There’s a lot going on in this movie and it works on several levels. You can take it as a horror picture or a horror/comedy or a story about friendship or a surreal examination of the nature of identity and reality. The fact is that it really is all these things. For once, the oft-cited excuse (that I rarely buy) that the narrative gaps in an Italian horror picture are examples of “dream logic” are actually justifiable. The story unfolds like a very weird dream and makes more sense in that mode than any other. It actually seems to take place in a world of its own—like our own world, only it isn’t quite.

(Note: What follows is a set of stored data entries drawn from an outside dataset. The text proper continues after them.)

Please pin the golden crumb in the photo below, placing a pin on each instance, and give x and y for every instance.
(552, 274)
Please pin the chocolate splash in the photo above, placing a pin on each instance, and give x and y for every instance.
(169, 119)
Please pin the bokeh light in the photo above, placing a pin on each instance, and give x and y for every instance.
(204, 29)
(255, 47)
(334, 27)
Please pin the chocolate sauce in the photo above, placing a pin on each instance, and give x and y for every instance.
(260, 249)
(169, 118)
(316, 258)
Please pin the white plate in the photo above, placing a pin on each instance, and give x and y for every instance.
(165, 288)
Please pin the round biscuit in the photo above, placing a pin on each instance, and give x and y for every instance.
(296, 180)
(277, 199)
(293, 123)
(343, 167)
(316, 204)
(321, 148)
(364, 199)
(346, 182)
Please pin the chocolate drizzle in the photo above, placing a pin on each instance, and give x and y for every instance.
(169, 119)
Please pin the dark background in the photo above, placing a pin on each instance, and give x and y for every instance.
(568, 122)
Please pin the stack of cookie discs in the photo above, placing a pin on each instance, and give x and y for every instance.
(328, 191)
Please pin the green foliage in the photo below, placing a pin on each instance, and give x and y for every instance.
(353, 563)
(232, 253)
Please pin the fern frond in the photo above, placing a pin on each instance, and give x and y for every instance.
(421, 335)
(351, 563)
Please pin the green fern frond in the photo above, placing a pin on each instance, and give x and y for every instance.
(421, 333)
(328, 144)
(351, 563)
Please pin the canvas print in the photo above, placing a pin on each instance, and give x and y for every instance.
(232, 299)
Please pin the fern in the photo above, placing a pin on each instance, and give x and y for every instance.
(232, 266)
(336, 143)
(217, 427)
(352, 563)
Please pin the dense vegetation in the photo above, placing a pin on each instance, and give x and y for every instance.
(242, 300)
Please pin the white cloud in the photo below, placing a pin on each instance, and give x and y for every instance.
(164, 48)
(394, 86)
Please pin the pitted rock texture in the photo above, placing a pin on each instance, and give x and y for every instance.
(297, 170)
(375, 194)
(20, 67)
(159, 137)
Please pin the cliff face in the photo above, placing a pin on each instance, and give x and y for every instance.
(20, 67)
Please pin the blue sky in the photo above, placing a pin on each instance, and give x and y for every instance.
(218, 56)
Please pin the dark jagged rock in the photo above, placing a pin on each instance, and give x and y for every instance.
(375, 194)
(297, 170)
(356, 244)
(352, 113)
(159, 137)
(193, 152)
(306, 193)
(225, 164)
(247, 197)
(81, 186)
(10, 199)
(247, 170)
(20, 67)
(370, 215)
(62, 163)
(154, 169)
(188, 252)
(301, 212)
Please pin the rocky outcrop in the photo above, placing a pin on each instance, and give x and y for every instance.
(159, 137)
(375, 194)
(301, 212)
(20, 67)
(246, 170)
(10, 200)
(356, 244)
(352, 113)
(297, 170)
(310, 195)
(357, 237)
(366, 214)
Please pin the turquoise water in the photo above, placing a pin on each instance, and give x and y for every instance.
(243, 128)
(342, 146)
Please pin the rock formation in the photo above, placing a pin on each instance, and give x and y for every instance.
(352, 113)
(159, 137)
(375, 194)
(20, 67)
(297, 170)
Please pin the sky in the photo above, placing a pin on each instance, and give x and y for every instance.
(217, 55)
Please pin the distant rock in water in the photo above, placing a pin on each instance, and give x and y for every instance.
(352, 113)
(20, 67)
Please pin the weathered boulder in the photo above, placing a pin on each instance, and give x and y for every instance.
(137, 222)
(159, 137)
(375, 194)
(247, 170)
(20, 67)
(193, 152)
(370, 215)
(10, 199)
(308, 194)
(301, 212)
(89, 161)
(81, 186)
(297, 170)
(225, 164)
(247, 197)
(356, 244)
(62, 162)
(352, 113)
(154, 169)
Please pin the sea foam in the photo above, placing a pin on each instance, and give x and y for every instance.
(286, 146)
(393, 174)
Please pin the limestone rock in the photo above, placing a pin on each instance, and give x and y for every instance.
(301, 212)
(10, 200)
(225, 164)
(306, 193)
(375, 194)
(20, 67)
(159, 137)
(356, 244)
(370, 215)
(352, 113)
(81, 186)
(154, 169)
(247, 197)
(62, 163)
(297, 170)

It’s not just that Francesco Dellamorte (Everrett) works in a cemetery where the dead—well, some of them—have an unnerving tendency to come back to life in the zombified anti-social flesh-eating sense. That’s become almost old hat to Francesco, who thinks nothing of having to shoot the pesky things. No, the whole tone is slightly off—ranging from his friendship with the monstrous Gnaghi (Hadji-Lazaro) to his obsession with a strangely recurring (she shows up in three incarnations) woman (Anna Falchi) to his generally supposed (and never explained) impotency. Everyone and everything is peculiar. We are, after all, talking about a movie where the girl of Francesco’s dreams gets all hot and bothered when she learns that the cemetery has an ossuary. And this world gets stranger and stranger as the film progresses.
Yes, it’s gory and parts of it are just plain silly. How seriously can you take boy scout zombies? The special effects are on the uneven side, but they work to some extent because their slightly goofy nature actually adds to the film’s atmosphere. There’s an art conscious nature to the film — in both its photography and the visual references to paintings (notably René Magritte’s “The Lovers”) — and a sense of horror history when it borrows a plot device from Tod Browning’s The Unknown (1927)/ In the end, there’s simply nothing quite like it.
The Thursday Horror Picture Show will screen Cemetery Man Thursday,June26 at 8 p.m. in Theater Six at The Carolina Asheville and will be hosted by Xpress movie critics Ken Hanke and Justin Souther.